Les résultats des élections communales et municipales du 11 janvier 2026, rendus publics dans la soirée du mardi 27 janvier par la Commission électorale nationale autonome (CENA), ont livré leur verdict dans le département de l’Alibori. Et pour le Bloc républicain (BR), le constat est sans complaisance : les progrès enregistrés dans certaines communes ne suffisent pas à masquer un recul politique préoccupant.
Sur les six communes que compte l’Alibori, le BR ne remporte que deux mairies avec une conservation : Banikoara et Gogounou. À Banikoara, anciennement sous la gouvernance de l’Union progressiste le Renouveau (UP-R) à la suite d’un accord politique, le BR parvient à prendre la mairie. Une victoire certes notable, mais qui s’apparente davantage à un rattrapage tactique qu’à une véritable démonstration de force électorale.
À Kandi, le parti dirigé par Abdoulaye Bio Tchané et sous la houlette du directeur départemental du développement, Amine Alassane, enregistre une progression numérique significative, passant d’un seul conseiller communal en 2020 à neuf élus sur vingt-neuf en 2026. Un bond qui, sur le papier, pourrait faire illusion. Mais dans les faits, cette percée reste insuffisante pour inverser la dynamique globale du scrutin dans la première circonscription électorale.
Le véritable signal d’alarme se situe ailleurs. À Karimama et Malanville, longtemps présentées comme des fiefs politiques du BR, le parti perd le contrôle des conseils communaux, cédant du terrain à l’UP-R. À Malanville notamment, malgré un léger mieux en nombre de conseillers (13 contre 12 en 2020) sur vingt-neuf, le BR échoue à transformer ses scores en victoire politique.

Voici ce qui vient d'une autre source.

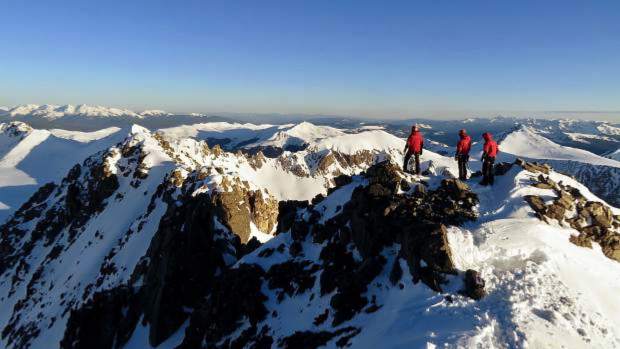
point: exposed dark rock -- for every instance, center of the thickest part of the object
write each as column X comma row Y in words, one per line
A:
column 502, row 168
column 536, row 203
column 533, row 167
column 581, row 240
column 313, row 340
column 396, row 273
column 236, row 295
column 106, row 321
column 474, row 285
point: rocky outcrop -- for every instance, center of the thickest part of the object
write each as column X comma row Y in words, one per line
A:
column 593, row 220
column 239, row 206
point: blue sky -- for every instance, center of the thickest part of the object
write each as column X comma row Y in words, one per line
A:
column 367, row 58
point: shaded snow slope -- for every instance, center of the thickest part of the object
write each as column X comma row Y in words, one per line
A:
column 600, row 174
column 615, row 155
column 526, row 143
column 543, row 291
column 234, row 135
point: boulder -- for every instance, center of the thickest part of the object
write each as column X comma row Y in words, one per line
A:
column 502, row 168
column 556, row 211
column 536, row 203
column 599, row 213
column 565, row 200
column 474, row 285
column 581, row 240
column 610, row 244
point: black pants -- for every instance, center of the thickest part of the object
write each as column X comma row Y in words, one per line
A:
column 416, row 157
column 487, row 170
column 462, row 160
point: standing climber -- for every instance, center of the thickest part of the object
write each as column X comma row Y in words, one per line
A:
column 489, row 152
column 462, row 153
column 414, row 146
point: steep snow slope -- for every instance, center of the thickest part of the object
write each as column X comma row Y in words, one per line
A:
column 232, row 136
column 30, row 158
column 527, row 143
column 615, row 155
column 601, row 175
column 146, row 232
column 89, row 231
column 93, row 118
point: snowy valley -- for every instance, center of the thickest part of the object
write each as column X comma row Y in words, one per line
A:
column 225, row 234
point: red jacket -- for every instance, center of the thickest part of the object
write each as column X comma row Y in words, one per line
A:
column 415, row 142
column 490, row 146
column 464, row 145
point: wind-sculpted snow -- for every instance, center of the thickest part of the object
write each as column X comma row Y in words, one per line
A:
column 155, row 240
column 30, row 158
column 601, row 175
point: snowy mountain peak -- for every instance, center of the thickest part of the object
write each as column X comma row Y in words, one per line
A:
column 155, row 112
column 49, row 111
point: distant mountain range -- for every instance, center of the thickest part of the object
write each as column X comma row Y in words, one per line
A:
column 237, row 235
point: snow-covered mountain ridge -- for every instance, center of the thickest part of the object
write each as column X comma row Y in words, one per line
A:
column 155, row 240
column 600, row 174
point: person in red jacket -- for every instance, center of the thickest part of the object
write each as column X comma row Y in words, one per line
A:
column 462, row 153
column 414, row 146
column 489, row 152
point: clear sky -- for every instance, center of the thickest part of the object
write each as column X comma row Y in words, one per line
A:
column 431, row 58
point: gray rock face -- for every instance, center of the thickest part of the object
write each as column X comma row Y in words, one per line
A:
column 593, row 220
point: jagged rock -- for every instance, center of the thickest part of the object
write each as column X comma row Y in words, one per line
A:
column 502, row 168
column 457, row 187
column 599, row 213
column 288, row 214
column 235, row 296
column 257, row 160
column 555, row 211
column 386, row 173
column 184, row 257
column 291, row 277
column 325, row 162
column 474, row 285
column 536, row 203
column 545, row 183
column 581, row 240
column 238, row 207
column 106, row 321
column 264, row 209
column 217, row 150
column 565, row 200
column 312, row 340
column 396, row 273
column 533, row 167
column 610, row 244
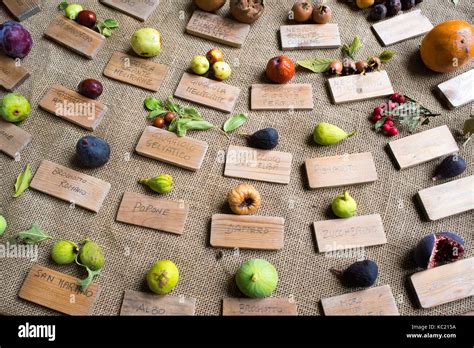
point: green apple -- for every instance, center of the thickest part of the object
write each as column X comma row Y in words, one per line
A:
column 222, row 71
column 147, row 42
column 73, row 10
column 200, row 65
column 14, row 107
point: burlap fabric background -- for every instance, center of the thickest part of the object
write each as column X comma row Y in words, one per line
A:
column 207, row 273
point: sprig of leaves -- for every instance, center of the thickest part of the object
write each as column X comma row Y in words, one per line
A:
column 23, row 181
column 31, row 237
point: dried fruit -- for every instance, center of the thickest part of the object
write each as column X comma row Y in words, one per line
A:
column 451, row 166
column 161, row 184
column 266, row 139
column 64, row 252
column 257, row 278
column 328, row 134
column 439, row 248
column 244, row 199
column 344, row 206
column 162, row 277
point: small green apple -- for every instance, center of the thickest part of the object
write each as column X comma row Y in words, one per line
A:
column 73, row 10
column 14, row 107
column 200, row 65
column 147, row 42
column 222, row 71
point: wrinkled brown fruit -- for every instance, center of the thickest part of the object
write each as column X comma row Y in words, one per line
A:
column 244, row 199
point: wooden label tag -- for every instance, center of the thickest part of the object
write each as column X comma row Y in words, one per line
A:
column 423, row 147
column 22, row 9
column 260, row 165
column 216, row 28
column 443, row 284
column 135, row 71
column 76, row 188
column 158, row 214
column 355, row 232
column 58, row 291
column 13, row 139
column 282, row 97
column 309, row 36
column 374, row 301
column 207, row 92
column 12, row 73
column 360, row 87
column 167, row 147
column 76, row 37
column 335, row 171
column 402, row 27
column 247, row 232
column 458, row 91
column 73, row 107
column 144, row 304
column 269, row 306
column 451, row 198
column 140, row 10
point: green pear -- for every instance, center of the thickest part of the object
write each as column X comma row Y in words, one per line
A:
column 14, row 107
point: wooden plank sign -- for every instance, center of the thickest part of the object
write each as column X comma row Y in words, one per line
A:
column 137, row 303
column 135, row 71
column 423, row 147
column 61, row 182
column 58, row 291
column 247, row 232
column 360, row 87
column 12, row 73
column 76, row 37
column 13, row 139
column 260, row 165
column 374, row 301
column 216, row 28
column 451, row 198
column 335, row 171
column 158, row 214
column 282, row 97
column 207, row 92
column 459, row 90
column 22, row 9
column 402, row 27
column 167, row 147
column 444, row 284
column 73, row 107
column 269, row 306
column 355, row 232
column 140, row 10
column 309, row 36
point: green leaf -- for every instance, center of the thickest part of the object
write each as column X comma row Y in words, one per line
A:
column 31, row 237
column 234, row 122
column 111, row 23
column 318, row 65
column 23, row 181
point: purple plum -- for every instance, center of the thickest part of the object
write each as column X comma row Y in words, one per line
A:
column 15, row 40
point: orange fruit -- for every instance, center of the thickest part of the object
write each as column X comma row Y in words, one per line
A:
column 448, row 46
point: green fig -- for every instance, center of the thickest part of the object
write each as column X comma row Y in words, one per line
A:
column 344, row 205
column 329, row 134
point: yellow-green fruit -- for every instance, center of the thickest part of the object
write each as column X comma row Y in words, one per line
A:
column 161, row 184
column 329, row 134
column 64, row 252
column 91, row 256
column 344, row 205
column 162, row 277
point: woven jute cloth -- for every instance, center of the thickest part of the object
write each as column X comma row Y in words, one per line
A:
column 207, row 273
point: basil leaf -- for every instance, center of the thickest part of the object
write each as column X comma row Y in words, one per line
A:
column 23, row 181
column 318, row 65
column 235, row 122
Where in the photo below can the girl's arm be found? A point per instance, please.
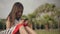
(22, 28)
(29, 30)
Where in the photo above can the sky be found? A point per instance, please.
(29, 5)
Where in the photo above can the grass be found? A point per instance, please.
(55, 31)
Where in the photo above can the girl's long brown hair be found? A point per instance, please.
(15, 8)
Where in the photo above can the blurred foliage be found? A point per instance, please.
(44, 14)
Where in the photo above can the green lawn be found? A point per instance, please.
(55, 31)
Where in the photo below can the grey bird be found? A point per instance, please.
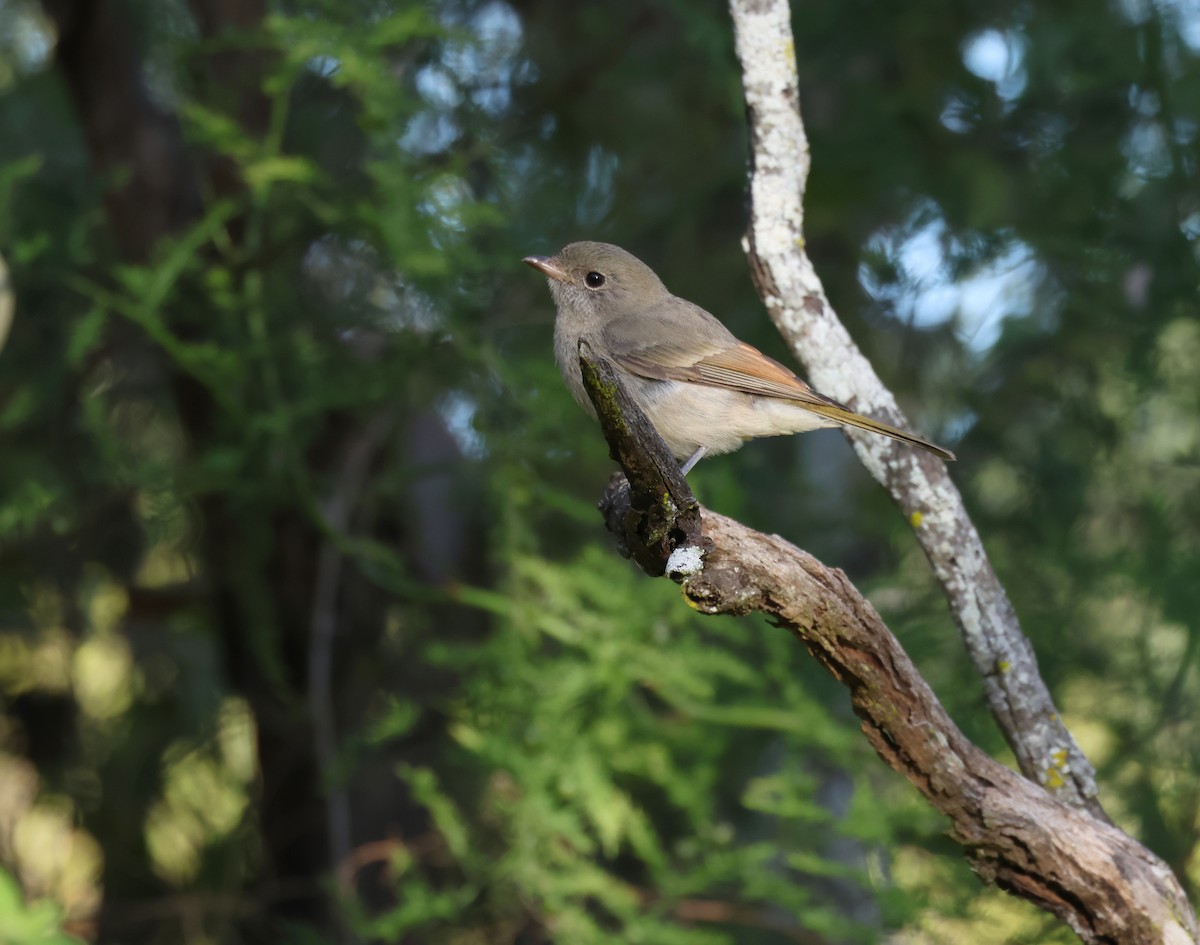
(705, 391)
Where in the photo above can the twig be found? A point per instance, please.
(7, 304)
(921, 485)
(1105, 885)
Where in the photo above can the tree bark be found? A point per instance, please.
(919, 482)
(1105, 885)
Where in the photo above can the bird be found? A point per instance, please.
(703, 390)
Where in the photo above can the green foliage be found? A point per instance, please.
(306, 615)
(29, 924)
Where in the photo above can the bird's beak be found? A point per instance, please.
(546, 265)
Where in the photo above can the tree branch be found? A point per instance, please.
(919, 483)
(1105, 885)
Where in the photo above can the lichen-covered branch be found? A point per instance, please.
(921, 485)
(1102, 883)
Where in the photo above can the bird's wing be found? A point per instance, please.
(701, 350)
(691, 345)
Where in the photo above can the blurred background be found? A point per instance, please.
(310, 631)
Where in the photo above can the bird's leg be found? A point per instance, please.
(693, 459)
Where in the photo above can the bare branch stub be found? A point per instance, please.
(651, 509)
(1102, 883)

À l’analyse des résultats et à la lecture croisée des faits dans ces deux communes et dans le département en général, le Bloc républicain semble avoir été rattrapé par ses guéguerres internes et le manque de promotion de jeunes cadres du parti. Entre le bras de fer persistant entre leaders à Malanville et l’incapacité manifeste du maire à assurer une gouvernance à Karimama administrée sous intérim depuis plusieurs années et le manque de promotion de jeunes cadres : le parti a payé le prix de ses propres dysfonctionnements.
Au final, ces résultats traduisent moins une avancée qu’un essoufflement stratégique du Bloc républicain dans l’Alibori. Là où il se croyait solidement implanté, l’électorat a envoyé un message sans équivoque : les bastions ne sont plus acquis. À défaut d’une remise en question profonde de sa stratégie locale et de sa gestion interne, le BR risque de voir ses positions continuer à s’effriter dans la première circonscription aux prochaines échéances électorales.